Building a tenure-dossier pipeline

Tenure dossiers used to eat months of manual PDF assembly. A two-language pipeline does it in five minutes.

Months to 5 minutes per packet.

Node.js · Express · React · Python · BullMQ · Redis · pypdf · Interfolio API · Shibboleth · systemd

Tenure cases at Cornell live or die by a single PDF. Dozens of letters, evaluations, syllabi, and statements, each pulled from a separate place, each routed to its own numbered slot in a hierarchy the college committee expects to see exactly so. An administrative assistant in Nutritional Sciences once told me a packet "typically ate months" of careful work: download, classify, watermark, merge, repeat, then re-do the parts that came back wrong.

The brief was a web app where a staff member picks a candidate and gets a finished, bookmarked PDF on the other side. The shape of the problem turned out to be less about PDFs and more about two stubborn integrations on the way in.

The first was the Interfolio side. Their public API uses HMAC-SHA1 request signing1, and there is no Node library that speaks the dialect they want. A neighboring college had a Python desktop app that already handled the auth, so I read theirs and ported the signing flow into Node:

function generateHMACHeader(privateKey, publicKey, timestamp, requestString, requestVerb) {
  const verbRequestString = `${requestVerb}\n\n${timestamp}\n${requestString}`
  const signedHash = crypto.createHmac('sha1', privateKey).update(verbRequestString, 'utf8')
  return `INTF ${publicKey}:${signedHash.digest().toString('base64')}`
}

The two blank lines between the verb and the timestamp are not optional. Get them wrong and every request comes back with a polite 401 that does not tell you why.

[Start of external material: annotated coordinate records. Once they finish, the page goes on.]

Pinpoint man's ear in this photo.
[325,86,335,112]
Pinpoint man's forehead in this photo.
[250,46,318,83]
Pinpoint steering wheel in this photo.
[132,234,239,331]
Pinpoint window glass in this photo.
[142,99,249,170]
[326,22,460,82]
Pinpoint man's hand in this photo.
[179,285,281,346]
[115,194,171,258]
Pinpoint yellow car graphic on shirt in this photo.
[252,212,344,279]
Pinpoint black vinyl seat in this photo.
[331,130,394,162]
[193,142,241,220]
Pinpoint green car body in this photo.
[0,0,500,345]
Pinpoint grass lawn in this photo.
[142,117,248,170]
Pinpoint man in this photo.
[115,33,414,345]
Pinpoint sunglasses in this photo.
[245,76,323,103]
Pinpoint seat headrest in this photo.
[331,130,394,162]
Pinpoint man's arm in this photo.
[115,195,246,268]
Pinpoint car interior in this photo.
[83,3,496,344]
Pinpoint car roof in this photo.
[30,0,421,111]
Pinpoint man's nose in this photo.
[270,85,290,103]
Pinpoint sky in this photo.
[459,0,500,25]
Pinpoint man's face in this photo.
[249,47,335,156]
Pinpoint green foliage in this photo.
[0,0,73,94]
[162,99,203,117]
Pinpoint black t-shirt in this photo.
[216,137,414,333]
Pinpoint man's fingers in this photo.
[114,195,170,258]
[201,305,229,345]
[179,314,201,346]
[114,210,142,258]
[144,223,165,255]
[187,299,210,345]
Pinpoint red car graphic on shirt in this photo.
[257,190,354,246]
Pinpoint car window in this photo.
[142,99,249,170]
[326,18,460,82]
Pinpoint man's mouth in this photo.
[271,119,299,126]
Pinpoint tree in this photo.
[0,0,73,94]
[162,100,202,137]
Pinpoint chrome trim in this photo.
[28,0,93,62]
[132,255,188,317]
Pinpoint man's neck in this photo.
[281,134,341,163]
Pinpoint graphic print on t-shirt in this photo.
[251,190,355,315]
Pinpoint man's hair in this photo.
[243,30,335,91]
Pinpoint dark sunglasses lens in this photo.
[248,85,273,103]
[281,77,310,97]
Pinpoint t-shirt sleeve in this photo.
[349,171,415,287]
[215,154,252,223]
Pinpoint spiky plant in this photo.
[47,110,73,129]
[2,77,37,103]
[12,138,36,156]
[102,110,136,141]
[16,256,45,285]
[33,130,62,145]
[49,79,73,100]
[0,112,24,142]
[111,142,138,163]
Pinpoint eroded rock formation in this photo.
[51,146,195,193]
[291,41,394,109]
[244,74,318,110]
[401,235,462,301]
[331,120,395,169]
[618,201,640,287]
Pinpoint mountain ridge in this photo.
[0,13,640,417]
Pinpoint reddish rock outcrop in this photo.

The second integration was on the way out. Node's PDF tooling has a long-running gap: the libraries that merge cleanly do not preserve a hierarchical outline, and the libraries that write outlines do not merge cleanly. Python's pypdf exposes both, so Python stayed and became the worker. A staff member clicks build; the Node API validates the candidate's packet and pushes a job onto a Redis queue; a Python worker pops it, downloads each file from Interfolio with the same HMAC headers, and writes one merged-and-bookmarked PDF.

By hand

download · sort · watermark · merge · re-run

~monthsper packet

One click

pick candidate · build · download

~5 minper packet

The first time the assistant in Nutritional Sciences ran a real packet end-to-end, the build came back in roughly the time it takes to refill a coffee. The wall clock from clicking build to a finished PDF lands around five minutes, dominated by sequential downloads from Interfolio for packets in the thirty-to-sixty-file range. The job has not paged anyone since.

  1. Interfolio's developer documentation specifies HMAC-SHA1 over a canonical request string of VERB\n\n\nTIMESTAMP\nPATH, base64-encoded, with the INTF publicKey:digest envelope. The two empty lines after the verb are part of the spec; an unused header slot from an earlier version of the protocol.